“Let me tell you about the very rich,” wrote tragic novelist and partier extraordinaire F. Scott Fitzgerald. “They are different than you and me.”
But not so different: they’re so used to having money, for example, that they forgot its intoxicating and powerful ability to make one’s life happier and materially better.
The regular people, though, know that nothing – but nothing – puts a merry spring in your step like a thicker bankroll.
You don’t have to inherit wealth or get a raise to find that our for sure; a new study shows that more look forward to paying off debt and achieving financial independence than falling in love. The team at Happy Cards gift cards surveyed over 1,000 people on what makes them the most content. And as it turns out, money is delightful. You can’t be happy, joyous, and free without a little mad, mad money.
A fat bankroll doesn’t just buy champagne and flowers. Here are some of the major, life-changing things financial resources can do for people.
- All three generations (Baby Boomers, Gen X, and Millennials) say rank paying off debt ranks in their top five happiest milestones. After all, how happy would you be to have that wad of money freed up every month?

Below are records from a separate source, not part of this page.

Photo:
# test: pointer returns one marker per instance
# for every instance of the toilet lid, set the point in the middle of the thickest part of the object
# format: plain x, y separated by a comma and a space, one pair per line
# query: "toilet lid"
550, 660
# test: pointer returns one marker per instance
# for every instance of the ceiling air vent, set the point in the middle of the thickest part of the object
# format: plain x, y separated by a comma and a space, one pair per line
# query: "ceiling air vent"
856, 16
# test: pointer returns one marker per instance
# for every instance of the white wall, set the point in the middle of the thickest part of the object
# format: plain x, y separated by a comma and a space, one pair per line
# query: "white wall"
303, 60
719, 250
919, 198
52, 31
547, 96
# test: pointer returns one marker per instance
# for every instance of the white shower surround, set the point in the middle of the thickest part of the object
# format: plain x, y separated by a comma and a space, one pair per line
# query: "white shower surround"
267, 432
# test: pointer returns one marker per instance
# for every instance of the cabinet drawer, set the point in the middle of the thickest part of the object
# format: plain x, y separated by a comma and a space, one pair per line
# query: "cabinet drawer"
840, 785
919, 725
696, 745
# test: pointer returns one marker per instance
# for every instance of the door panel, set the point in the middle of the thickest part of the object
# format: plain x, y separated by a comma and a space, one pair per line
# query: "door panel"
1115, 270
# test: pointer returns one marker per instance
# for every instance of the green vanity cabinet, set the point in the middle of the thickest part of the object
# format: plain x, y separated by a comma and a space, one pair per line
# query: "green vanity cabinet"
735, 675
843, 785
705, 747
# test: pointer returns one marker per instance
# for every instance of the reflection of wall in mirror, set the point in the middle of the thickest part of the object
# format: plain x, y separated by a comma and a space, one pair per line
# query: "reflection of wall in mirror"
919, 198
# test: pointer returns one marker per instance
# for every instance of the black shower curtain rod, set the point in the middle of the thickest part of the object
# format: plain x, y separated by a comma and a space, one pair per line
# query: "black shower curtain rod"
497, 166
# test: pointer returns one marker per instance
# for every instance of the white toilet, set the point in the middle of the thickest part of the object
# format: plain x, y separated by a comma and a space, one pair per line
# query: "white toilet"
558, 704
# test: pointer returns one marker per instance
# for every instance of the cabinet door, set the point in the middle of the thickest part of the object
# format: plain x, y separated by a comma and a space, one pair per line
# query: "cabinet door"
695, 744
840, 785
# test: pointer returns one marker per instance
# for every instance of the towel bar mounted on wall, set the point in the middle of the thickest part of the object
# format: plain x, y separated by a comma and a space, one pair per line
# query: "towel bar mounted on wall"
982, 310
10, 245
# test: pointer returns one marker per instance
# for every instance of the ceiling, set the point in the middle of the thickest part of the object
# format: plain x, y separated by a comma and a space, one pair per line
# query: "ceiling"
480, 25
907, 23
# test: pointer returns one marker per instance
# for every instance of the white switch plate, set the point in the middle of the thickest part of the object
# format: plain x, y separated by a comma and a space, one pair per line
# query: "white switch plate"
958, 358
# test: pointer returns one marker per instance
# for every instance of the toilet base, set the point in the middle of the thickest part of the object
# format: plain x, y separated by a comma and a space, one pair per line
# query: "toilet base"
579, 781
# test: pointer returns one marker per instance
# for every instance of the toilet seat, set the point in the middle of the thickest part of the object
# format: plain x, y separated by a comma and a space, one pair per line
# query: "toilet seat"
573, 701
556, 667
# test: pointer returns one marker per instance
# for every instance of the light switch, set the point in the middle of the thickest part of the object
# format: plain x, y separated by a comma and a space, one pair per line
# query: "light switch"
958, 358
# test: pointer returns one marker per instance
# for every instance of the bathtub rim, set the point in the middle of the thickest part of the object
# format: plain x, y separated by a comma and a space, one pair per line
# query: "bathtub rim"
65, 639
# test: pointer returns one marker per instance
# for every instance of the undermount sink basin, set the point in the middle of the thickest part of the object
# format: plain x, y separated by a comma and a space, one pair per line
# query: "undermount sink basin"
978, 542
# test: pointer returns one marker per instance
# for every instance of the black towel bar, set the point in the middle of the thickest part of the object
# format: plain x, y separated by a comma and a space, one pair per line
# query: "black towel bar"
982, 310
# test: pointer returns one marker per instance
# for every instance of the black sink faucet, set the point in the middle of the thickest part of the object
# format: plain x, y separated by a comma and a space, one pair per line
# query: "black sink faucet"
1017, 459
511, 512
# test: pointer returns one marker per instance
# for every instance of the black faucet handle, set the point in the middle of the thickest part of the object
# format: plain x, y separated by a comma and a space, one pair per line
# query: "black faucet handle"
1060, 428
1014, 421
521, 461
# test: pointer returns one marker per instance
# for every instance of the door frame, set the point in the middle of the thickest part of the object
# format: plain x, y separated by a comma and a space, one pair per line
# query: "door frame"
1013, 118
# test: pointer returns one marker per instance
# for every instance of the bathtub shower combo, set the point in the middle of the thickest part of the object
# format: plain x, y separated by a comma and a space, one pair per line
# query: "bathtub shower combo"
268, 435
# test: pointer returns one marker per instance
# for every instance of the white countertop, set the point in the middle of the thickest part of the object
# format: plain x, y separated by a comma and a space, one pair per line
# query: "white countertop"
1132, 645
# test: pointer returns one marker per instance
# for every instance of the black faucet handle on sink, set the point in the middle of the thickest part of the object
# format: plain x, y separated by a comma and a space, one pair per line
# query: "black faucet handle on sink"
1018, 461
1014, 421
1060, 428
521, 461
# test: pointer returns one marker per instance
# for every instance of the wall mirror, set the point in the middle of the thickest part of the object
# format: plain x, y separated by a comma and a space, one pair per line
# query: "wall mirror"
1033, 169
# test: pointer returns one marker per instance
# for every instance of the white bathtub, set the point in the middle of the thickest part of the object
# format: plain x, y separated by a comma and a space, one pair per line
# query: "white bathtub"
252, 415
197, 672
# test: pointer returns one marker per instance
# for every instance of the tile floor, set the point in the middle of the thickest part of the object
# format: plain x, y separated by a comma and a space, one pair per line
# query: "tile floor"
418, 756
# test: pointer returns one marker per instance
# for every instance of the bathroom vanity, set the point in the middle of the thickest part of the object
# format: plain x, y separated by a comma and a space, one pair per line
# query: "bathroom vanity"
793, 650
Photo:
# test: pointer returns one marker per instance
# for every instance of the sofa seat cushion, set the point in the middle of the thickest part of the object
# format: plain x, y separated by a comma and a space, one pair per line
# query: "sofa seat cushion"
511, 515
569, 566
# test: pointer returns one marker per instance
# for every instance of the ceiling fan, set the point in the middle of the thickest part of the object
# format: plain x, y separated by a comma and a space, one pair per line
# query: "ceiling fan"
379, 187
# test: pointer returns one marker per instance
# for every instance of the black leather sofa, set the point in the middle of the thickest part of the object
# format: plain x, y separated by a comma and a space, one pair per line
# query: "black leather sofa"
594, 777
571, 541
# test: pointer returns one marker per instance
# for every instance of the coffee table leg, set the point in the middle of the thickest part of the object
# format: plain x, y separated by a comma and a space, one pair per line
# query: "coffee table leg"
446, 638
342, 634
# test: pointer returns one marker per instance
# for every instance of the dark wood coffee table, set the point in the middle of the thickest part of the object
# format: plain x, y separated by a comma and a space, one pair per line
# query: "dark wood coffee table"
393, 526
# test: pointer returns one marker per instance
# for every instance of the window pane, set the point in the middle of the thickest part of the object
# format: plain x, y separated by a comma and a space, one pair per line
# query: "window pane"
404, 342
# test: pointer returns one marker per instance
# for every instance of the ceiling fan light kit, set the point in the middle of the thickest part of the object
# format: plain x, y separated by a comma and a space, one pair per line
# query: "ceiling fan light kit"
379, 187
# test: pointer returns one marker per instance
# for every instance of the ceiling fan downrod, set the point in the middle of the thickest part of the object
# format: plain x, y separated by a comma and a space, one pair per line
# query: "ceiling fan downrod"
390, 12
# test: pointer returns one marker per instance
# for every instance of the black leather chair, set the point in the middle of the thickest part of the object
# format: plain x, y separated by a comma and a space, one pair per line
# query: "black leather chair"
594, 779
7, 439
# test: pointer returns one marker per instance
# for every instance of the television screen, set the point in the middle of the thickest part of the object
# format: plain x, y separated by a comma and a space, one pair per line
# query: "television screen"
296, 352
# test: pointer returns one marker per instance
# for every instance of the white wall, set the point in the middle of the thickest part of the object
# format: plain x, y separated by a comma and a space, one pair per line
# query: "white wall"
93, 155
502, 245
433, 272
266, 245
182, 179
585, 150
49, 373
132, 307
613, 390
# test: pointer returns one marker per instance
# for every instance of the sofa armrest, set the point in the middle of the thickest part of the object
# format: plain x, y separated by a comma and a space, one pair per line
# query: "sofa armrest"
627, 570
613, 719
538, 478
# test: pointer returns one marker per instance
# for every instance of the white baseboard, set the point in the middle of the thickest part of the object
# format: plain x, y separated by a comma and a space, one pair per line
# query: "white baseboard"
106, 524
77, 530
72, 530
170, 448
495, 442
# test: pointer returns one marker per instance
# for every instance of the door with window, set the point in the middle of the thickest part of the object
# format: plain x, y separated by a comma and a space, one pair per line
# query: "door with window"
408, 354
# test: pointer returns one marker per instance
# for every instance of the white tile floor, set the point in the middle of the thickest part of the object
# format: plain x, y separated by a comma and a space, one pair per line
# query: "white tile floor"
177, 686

- Grabbing the brass ring – meaning that first full-time job, aka a steady paycheck – provides more to peoples’ happiness than traveling or homeownership.
- It can buy the lifestyle you always wanted: nearly one in five most look forward towards that ultimate financial freedom – a comfortable retirement – to provide their most joyful moment. In fact, retirement is more likely to induce “peak happiness” in Baby Boomers – even more than having their first grandchild.
- While Millennials are rightly or wrongly considered “bad with money,” it’s still their top priority. Ranked among their top 5 future goals and milestones? Retirement, paying off debt, and financial independence.
Early life goals: poor but happy is OK
The average age when people reported experiencing their happiest moments: 27. (33.4% of respondents said their happiest moment was in the future).
Early happiness milestones for those surveyed didn’t include money, but life’s big moments that build a life: falling in love, getting married, buying a house.
Future happiness goals: there’s always a dollar sign
With the foundation built, however, and asked about future happiness mile markers, respondents got out their calculators and financial statements. Note that respondents often favored financial goals over goals that favored family.
- Retirement was the golden fleece in terms of happiness for 18% of respondents. Out of that number, Baby Boomers salivated over retirement at 32%, over becoming grandparents. Gen X anticipated retiring at 24%, followed by paying off debt.
- Paying off debt meant pure joy in the future for an average of 9%. (In comparison, having grandchildren stacked up at 8% and getting married at 7%).
- And the Millennials are on their mark financially. Ten percent think getting married will give them the ultimate happiness, followed by falling in love (9%) and having a child (9%). But they’ve got their eye on another prize: even though they’re far from retirement, 8% of them responded that they believe they’ll be at their utmost after they retire (even after reaching financial independence).
Money is glorious, enabling, easy. But be careful what you wish for. In F. Scott Fitzgerald’s The Great Gatsby, multimillionaire Jay Gatsby, the novel’s mysterious protagonist, threw lavish parties for all and sundry every night at his home in West Egg, Long Island. And years later, when he died, none but two came to his funeral.